Free agent
- Pitcher
- Born: September 20, 1995 (age 30) San Diego, California, U.S.
- Bats: RightThrows: Right

MLB debut
- June 5, 2021, for the Chicago Cubs

MLB statistics (through 2023 season)
- Win–loss record: 1–7
- Earned run average: 6.02
- Strikeouts: 97
- Stats at Baseball Reference

Teams
- Chicago Cubs (2021); Washington Nationals (2022–2023);

= Cory Abbott =

American baseball player (born 1995)

Cory James Abbott (born September 20, 1995) is an American professional baseball pitcher who is a free agent. He has previously played in Major League Baseball (MLB) for the Chicago Cubs and Washington Nationals. He played college baseball at Loyola Marymount University, and was drafted by the Cubs in the second round of the 2017 MLB draft.

==Amateur career==
Abbott attended Junipero Serra High School in San Diego, California. As a senior, he went 7–2 with a 1.52 earned run average (ERA).

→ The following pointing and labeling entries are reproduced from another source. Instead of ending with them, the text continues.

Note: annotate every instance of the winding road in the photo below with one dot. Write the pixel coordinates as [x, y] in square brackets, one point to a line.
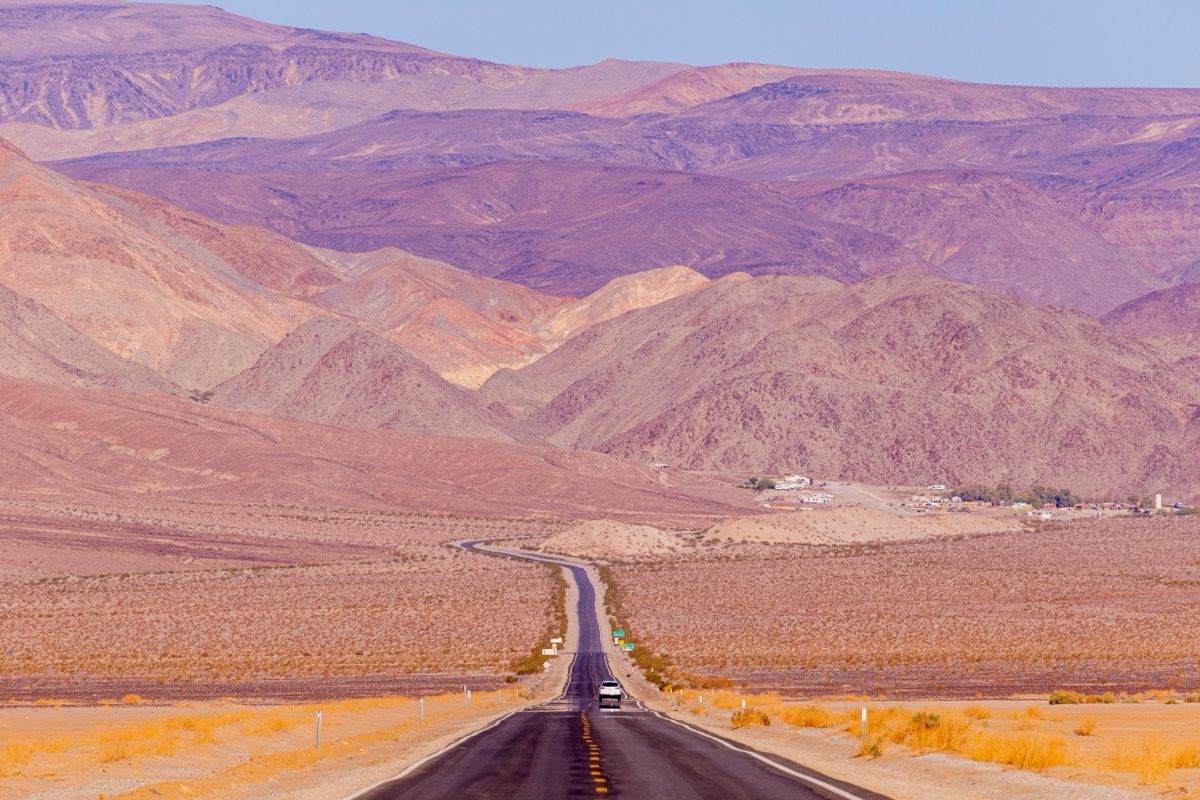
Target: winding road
[568, 747]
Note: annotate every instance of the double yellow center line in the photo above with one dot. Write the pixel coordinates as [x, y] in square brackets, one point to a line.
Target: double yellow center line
[597, 773]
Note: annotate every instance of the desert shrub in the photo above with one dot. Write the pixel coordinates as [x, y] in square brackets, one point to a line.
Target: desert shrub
[1085, 728]
[808, 716]
[1026, 751]
[870, 747]
[749, 717]
[1107, 697]
[1150, 758]
[1066, 697]
[927, 732]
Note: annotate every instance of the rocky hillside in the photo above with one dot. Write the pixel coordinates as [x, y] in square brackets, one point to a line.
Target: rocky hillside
[895, 379]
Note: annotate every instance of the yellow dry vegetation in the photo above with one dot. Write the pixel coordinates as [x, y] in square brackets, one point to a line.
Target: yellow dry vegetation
[1025, 738]
[232, 744]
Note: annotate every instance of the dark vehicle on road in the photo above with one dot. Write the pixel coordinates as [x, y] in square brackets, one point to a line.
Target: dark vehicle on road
[610, 695]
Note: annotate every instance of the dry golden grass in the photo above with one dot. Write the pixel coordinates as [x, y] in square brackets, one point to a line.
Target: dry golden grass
[229, 743]
[319, 599]
[1024, 737]
[959, 618]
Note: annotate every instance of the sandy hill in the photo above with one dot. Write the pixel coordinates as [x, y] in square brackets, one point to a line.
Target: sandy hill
[129, 282]
[462, 325]
[1171, 311]
[37, 346]
[556, 226]
[609, 539]
[889, 380]
[78, 444]
[333, 371]
[119, 76]
[995, 232]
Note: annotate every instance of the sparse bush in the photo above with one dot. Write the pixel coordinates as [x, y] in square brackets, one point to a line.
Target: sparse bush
[1026, 751]
[1066, 697]
[749, 717]
[1085, 728]
[870, 747]
[808, 716]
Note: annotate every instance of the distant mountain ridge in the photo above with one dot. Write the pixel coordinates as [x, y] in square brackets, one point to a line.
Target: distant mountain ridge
[310, 235]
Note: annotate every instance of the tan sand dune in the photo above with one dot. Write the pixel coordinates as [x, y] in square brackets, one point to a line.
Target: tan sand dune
[612, 539]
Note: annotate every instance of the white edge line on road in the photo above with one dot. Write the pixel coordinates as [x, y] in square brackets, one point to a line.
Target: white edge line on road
[826, 789]
[408, 770]
[840, 794]
[412, 768]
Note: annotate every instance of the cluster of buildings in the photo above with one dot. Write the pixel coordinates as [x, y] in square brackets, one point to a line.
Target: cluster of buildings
[792, 482]
[930, 503]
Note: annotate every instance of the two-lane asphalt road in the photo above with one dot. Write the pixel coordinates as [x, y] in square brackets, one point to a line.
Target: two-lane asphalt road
[569, 747]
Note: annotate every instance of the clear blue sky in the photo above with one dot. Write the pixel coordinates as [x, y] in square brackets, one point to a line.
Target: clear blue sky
[1047, 42]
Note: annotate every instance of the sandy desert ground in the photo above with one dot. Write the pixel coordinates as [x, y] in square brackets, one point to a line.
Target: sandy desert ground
[996, 749]
[1097, 606]
[223, 750]
[186, 602]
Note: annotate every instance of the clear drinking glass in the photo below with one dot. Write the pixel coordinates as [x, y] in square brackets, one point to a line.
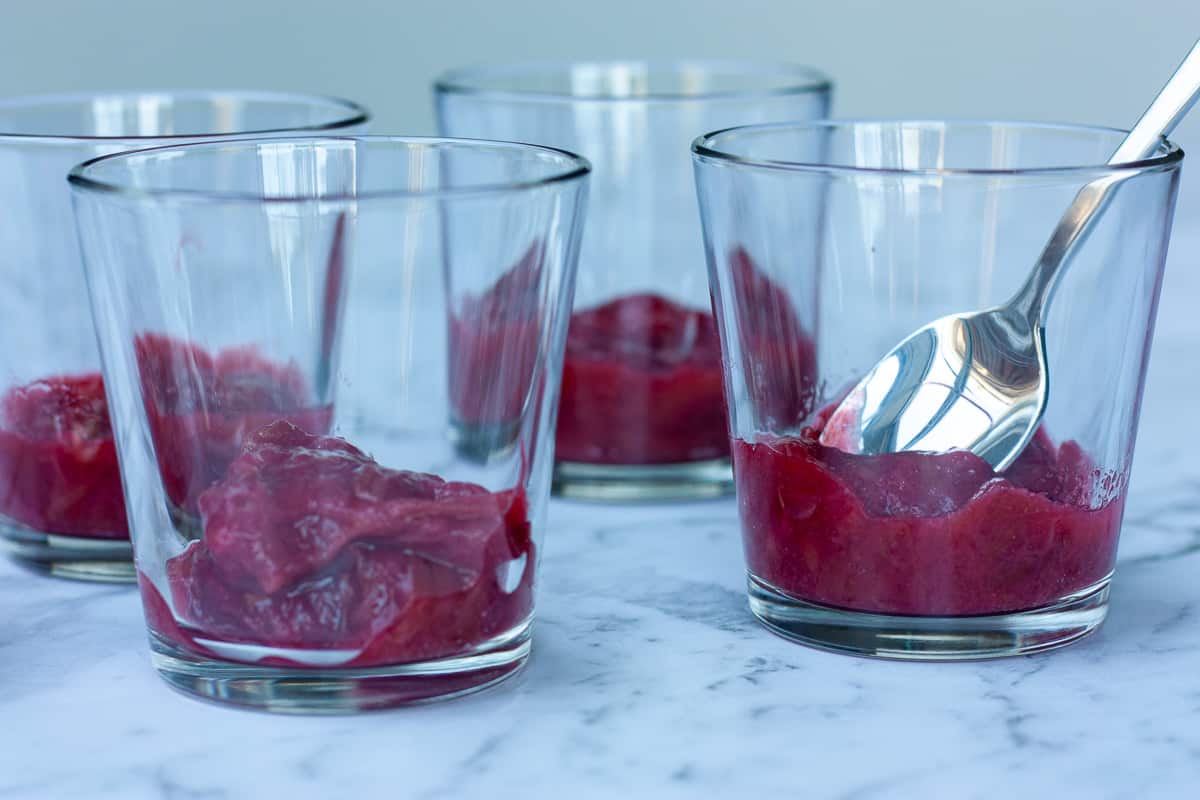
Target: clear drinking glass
[60, 494]
[831, 242]
[642, 408]
[291, 331]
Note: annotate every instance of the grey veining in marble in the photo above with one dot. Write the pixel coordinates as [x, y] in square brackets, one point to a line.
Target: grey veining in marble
[649, 678]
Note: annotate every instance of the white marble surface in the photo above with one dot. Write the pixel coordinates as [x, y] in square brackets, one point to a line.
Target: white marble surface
[649, 678]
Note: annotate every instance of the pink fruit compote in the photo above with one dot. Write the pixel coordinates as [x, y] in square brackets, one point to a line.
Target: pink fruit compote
[924, 534]
[309, 552]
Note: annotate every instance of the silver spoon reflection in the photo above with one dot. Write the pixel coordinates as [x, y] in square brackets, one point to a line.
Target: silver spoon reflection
[978, 380]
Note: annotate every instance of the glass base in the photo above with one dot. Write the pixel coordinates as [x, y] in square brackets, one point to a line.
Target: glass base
[633, 482]
[286, 690]
[81, 558]
[930, 638]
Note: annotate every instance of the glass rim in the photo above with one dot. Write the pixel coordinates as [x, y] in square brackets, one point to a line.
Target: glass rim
[467, 80]
[575, 167]
[352, 113]
[706, 148]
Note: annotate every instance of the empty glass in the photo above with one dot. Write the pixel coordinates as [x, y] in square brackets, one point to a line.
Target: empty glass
[828, 244]
[642, 408]
[333, 367]
[60, 492]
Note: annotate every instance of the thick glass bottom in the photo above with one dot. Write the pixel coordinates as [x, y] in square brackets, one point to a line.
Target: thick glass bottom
[930, 638]
[636, 482]
[288, 690]
[81, 558]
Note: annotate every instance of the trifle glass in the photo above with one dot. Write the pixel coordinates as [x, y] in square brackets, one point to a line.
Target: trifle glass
[60, 493]
[285, 325]
[859, 233]
[642, 407]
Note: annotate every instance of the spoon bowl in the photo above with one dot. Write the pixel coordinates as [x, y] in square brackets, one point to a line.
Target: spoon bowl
[978, 380]
[972, 382]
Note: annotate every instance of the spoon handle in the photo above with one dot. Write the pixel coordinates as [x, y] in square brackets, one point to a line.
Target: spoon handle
[1164, 113]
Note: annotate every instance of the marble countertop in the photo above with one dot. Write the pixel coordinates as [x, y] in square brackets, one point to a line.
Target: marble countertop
[651, 678]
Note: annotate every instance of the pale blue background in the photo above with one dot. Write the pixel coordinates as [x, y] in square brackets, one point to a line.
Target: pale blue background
[1065, 60]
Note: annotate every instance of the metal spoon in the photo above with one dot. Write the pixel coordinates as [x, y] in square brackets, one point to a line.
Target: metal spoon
[978, 380]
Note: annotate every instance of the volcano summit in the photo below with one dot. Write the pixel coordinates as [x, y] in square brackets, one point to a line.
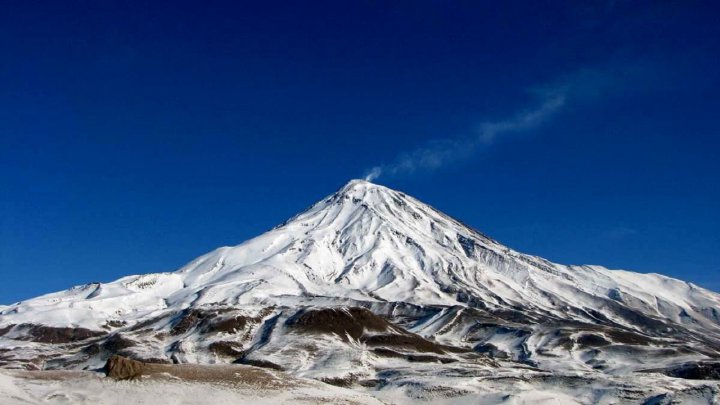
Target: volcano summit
[372, 289]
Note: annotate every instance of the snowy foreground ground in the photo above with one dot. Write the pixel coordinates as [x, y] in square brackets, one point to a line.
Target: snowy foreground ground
[236, 384]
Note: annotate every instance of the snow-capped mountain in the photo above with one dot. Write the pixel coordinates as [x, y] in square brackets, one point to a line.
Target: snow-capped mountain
[364, 280]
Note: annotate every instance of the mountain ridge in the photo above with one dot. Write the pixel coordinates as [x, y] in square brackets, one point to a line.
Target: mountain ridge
[440, 285]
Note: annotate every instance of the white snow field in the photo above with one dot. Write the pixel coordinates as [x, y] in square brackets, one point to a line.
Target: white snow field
[372, 290]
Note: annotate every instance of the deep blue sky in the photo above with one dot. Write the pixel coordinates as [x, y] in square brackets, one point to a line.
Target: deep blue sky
[135, 136]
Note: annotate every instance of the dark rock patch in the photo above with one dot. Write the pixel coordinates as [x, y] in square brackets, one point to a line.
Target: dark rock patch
[115, 323]
[49, 334]
[259, 363]
[695, 371]
[122, 368]
[4, 330]
[627, 337]
[408, 341]
[116, 343]
[592, 340]
[227, 349]
[227, 325]
[343, 322]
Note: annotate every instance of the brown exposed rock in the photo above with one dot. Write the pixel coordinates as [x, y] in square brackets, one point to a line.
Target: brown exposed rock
[115, 323]
[228, 325]
[6, 329]
[189, 319]
[122, 368]
[228, 349]
[260, 363]
[408, 341]
[341, 321]
[592, 340]
[116, 343]
[49, 334]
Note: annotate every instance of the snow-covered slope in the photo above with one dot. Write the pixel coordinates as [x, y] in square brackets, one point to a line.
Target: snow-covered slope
[367, 246]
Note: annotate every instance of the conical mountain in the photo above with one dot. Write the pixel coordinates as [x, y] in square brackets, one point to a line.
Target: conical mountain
[409, 271]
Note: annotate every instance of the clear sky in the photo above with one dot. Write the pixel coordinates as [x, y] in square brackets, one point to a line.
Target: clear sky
[135, 136]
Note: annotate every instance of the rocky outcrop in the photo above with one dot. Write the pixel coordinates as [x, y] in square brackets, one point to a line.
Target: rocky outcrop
[122, 368]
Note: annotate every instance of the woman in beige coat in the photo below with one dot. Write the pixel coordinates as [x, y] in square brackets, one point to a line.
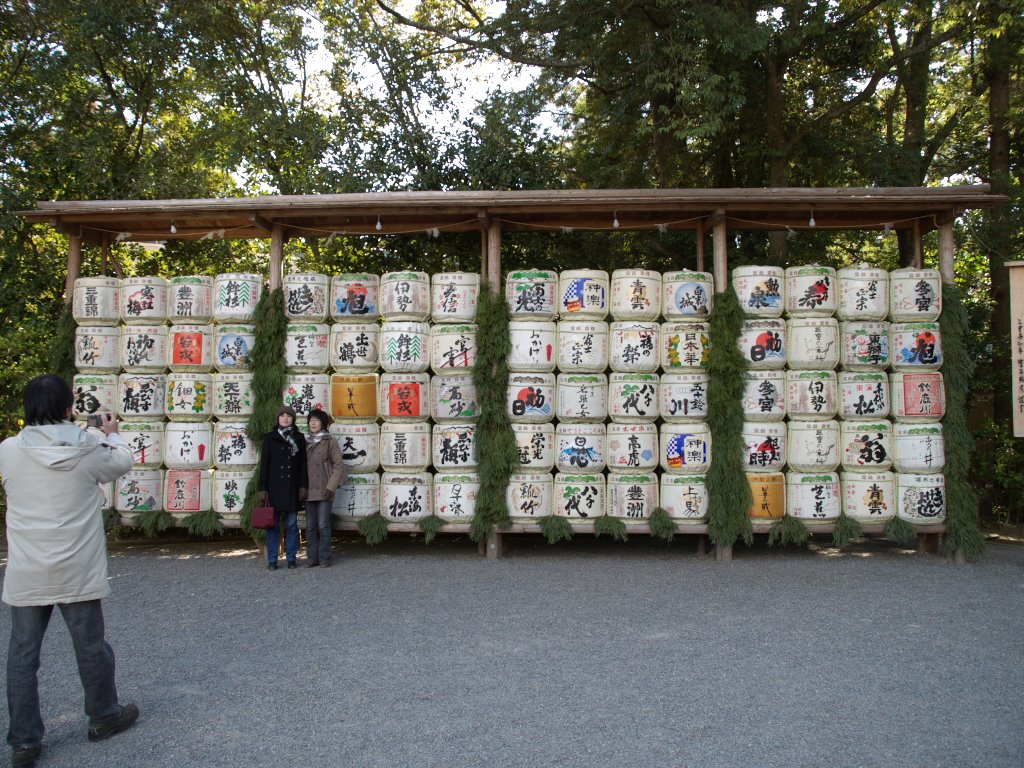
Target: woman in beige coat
[326, 474]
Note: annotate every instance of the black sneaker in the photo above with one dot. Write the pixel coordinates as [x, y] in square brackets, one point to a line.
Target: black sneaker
[124, 721]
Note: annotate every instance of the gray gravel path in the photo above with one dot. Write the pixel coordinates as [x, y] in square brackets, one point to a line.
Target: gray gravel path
[593, 653]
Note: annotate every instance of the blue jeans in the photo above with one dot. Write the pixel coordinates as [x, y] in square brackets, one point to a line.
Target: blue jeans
[95, 667]
[291, 523]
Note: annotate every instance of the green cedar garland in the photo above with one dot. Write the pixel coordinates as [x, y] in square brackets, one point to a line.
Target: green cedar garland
[728, 491]
[963, 532]
[496, 444]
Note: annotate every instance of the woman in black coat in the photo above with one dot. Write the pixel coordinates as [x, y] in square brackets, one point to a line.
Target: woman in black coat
[283, 483]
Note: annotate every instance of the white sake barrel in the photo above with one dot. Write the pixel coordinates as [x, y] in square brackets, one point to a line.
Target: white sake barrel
[455, 496]
[355, 296]
[685, 346]
[453, 348]
[914, 295]
[918, 396]
[305, 392]
[360, 445]
[915, 346]
[454, 296]
[187, 491]
[764, 395]
[404, 347]
[232, 395]
[145, 438]
[813, 343]
[580, 498]
[582, 397]
[583, 346]
[685, 498]
[406, 497]
[354, 346]
[358, 497]
[141, 395]
[232, 345]
[189, 299]
[188, 444]
[532, 346]
[634, 346]
[581, 448]
[143, 348]
[97, 349]
[583, 294]
[189, 348]
[306, 296]
[229, 491]
[453, 397]
[96, 301]
[406, 446]
[810, 291]
[760, 290]
[863, 293]
[763, 344]
[530, 294]
[307, 347]
[814, 445]
[632, 448]
[636, 294]
[683, 396]
[685, 449]
[868, 497]
[921, 500]
[403, 396]
[867, 445]
[536, 444]
[864, 345]
[764, 449]
[139, 491]
[94, 393]
[863, 394]
[406, 296]
[634, 397]
[919, 449]
[811, 395]
[632, 498]
[188, 396]
[530, 397]
[814, 498]
[528, 497]
[232, 446]
[236, 296]
[143, 300]
[454, 448]
[687, 295]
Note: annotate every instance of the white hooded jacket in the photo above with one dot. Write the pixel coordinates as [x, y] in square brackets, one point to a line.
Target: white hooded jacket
[56, 546]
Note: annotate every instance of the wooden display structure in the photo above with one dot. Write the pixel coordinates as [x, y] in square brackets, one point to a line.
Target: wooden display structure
[918, 210]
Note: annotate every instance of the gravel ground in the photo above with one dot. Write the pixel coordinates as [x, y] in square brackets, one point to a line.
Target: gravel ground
[590, 653]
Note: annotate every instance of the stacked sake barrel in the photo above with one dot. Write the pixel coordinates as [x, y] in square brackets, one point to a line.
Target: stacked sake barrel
[803, 416]
[607, 420]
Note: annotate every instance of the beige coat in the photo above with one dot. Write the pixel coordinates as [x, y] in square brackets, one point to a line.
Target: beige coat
[56, 546]
[326, 469]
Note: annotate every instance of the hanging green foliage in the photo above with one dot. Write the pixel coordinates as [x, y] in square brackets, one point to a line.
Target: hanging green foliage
[963, 532]
[728, 491]
[556, 528]
[496, 444]
[663, 526]
[374, 528]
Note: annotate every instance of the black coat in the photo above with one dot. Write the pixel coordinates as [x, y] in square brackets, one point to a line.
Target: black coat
[282, 474]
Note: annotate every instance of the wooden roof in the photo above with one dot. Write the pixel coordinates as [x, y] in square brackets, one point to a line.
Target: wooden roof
[399, 212]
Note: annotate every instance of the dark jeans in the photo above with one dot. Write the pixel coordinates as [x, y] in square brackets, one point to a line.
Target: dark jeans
[318, 531]
[95, 667]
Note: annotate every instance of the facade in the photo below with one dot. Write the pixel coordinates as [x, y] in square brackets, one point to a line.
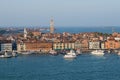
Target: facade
[25, 33]
[21, 46]
[94, 45]
[112, 44]
[34, 46]
[102, 45]
[84, 44]
[77, 44]
[58, 46]
[6, 45]
[52, 26]
[69, 45]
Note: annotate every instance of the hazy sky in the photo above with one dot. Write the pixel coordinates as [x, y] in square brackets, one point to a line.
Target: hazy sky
[65, 12]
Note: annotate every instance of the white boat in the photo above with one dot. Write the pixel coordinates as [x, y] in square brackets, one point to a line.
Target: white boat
[14, 54]
[27, 52]
[98, 52]
[78, 52]
[53, 52]
[6, 55]
[70, 55]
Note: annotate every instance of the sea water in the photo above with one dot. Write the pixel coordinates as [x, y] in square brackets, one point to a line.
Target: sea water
[47, 67]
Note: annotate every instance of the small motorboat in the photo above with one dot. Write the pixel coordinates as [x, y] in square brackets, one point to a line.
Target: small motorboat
[70, 55]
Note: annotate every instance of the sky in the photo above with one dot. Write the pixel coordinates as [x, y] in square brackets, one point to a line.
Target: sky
[65, 12]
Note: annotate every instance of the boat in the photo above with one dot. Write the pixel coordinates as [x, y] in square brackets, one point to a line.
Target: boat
[70, 55]
[78, 52]
[6, 55]
[98, 52]
[119, 53]
[53, 52]
[27, 52]
[14, 54]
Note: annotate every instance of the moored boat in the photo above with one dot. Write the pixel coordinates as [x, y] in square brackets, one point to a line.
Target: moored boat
[6, 55]
[70, 55]
[78, 52]
[98, 52]
[14, 54]
[27, 52]
[119, 53]
[53, 52]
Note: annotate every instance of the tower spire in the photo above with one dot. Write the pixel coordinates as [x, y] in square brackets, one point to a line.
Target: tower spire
[52, 25]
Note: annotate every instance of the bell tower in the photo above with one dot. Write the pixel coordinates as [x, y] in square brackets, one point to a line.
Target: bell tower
[52, 25]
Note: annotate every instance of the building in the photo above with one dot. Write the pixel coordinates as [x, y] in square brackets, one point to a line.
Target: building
[112, 44]
[52, 26]
[69, 45]
[77, 44]
[21, 46]
[34, 45]
[25, 33]
[6, 45]
[94, 45]
[58, 46]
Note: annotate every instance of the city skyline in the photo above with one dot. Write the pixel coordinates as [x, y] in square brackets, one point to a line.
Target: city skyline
[65, 13]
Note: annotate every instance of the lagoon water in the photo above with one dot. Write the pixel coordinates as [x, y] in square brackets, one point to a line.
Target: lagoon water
[47, 67]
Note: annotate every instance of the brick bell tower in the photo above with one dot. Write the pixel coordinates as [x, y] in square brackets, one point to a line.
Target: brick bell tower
[52, 25]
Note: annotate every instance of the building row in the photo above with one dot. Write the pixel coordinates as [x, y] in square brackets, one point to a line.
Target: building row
[45, 46]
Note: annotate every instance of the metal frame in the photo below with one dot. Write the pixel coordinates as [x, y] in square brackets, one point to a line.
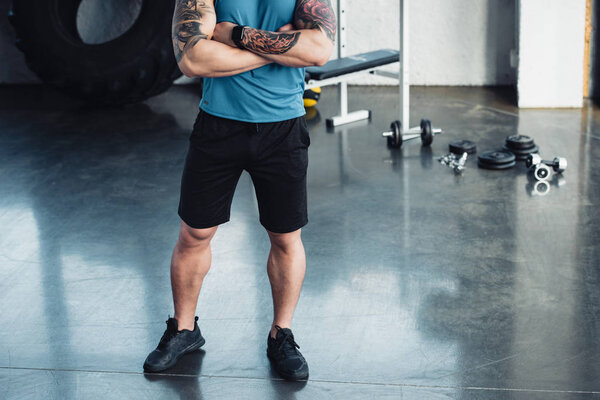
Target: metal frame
[402, 76]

Undrafted out of high school in the 2014 MLB draft, he enrolled and played college baseball at Loyola Marymount University. In 2016, he played collegiate summer baseball with the Orleans Firebirds of the Cape Cod Baseball League. As a junior in 2017, he went 11–2 with a 1.74 ERA in 15 starts, with 130 strikeouts (2nd in the conference) in 98 1/3 innings, and threw a perfect game. After the season, he was drafted by the Chicago Cubs in the second round of the 2017 Major League Baseball draft.

==Professional career==
===Chicago Cubs===
Abbott signed with the Cubs and made his professional season with the Eugene Emeralds, compiling a 3.86 ERA over 14 innings. He pitched 2018 with the South Bend Cubs and Myrtle Beach Pelicans, going 8–6 with a 2.50 ERA in 22 starts, and 131 strikeouts in 115 innings, between the two clubs.

Abbott spent 2019 with the Double-A Tennessee Smokies, pitching to an 8–8 record with a 3.01 ERA over 26 starts, striking out 166 (leading the league) over 146 2/3 innings.

Abbott did not play in a game in 2020 due to the cancellation of the minor league season because of the COVID-19 pandemic. On November 20, 2020, the Cubs added Abbott to their 40-man roster to protect him from the Rule 5 draft.

On June 5, 2021, Abbott was promoted to the major leagues for the first time. He made his MLB debut that day, pitching two scoreless innings of relief against the San Francisco Giants. In the game, he also notched his first major league strikeout, punching out Giants pitcher Kevin Gausman. On June 20, the Cubs optioned Abbott to the Triple-A Iowa Cubs. On October 1, Abbott collected his first career hit, a single off of St. Louis Cardinals starter Dakota Hudson.

On April 16, 2022, Abbott was designated for assignment by the Cubs.

===Washington Nationals===
On April 21, 2022, Abbott was traded to the San Francisco Giants for cash considerations. Abbott was claimed off waivers by the Washington Nationals on May 4. He made 16 appearances (9 starts) for Washington down the stretch, posting an 0–5 record and 5.25 ERA with 45 strikeouts in 48 innings pitched.

Abbott was optioned to the Triple-A Rochester Red Wings to begin the 2023 season. In 22 games for the Nationals, he struggled to a 6.64 ERA with 40 strikeouts across 39 1/3 innings of work. On November 14, 2023, Abbott was designated for assignment by Washington after multiple prospects were added to the 40–man roster. He was non-tendered and became a free agent on November 17.

===Seattle Mariners===
On January 9, 2024, Abbott signed a minor league contract with the Seattle Mariners. He made one start for the Triple–A Tacoma Rainiers before being released by the Mariners organization on April 3.

===Chicago White Sox===
On April 12, 2024, Abbott signed a minor league contract with the Chicago White Sox. On July 1, Abbott was named the International League Pitcher of the Week. In 30 appearances for the Triple-A Charlotte Knights, he posted a 5–5 record and 5.80 ERA with 78 strikeouts across 71 1/3 innings pitched. Abbott elected free agency following the season on November 4.

===Tecolotes de los Dos Laredos===
On February 22, 2025, Abbott signed with the Tecolotes de los Dos Laredos of the Mexican League. In three starts for the Tecolotes, Abbott posted a 1–1 record and 2.40 ERA with 15 strikeouts over 15 innings of work.

===Texas Rangers===
On May 7, 2025, Abbott signed a minor league contract with the Texas Rangers. He made 20 appearances (17 starts) for the Triple-A Round Rock Express, posting a 3–4 record and 6.48 ERA with 91 strikeouts across 76 1/3 innings pitched. Abbott elected free agency following the season on November 6.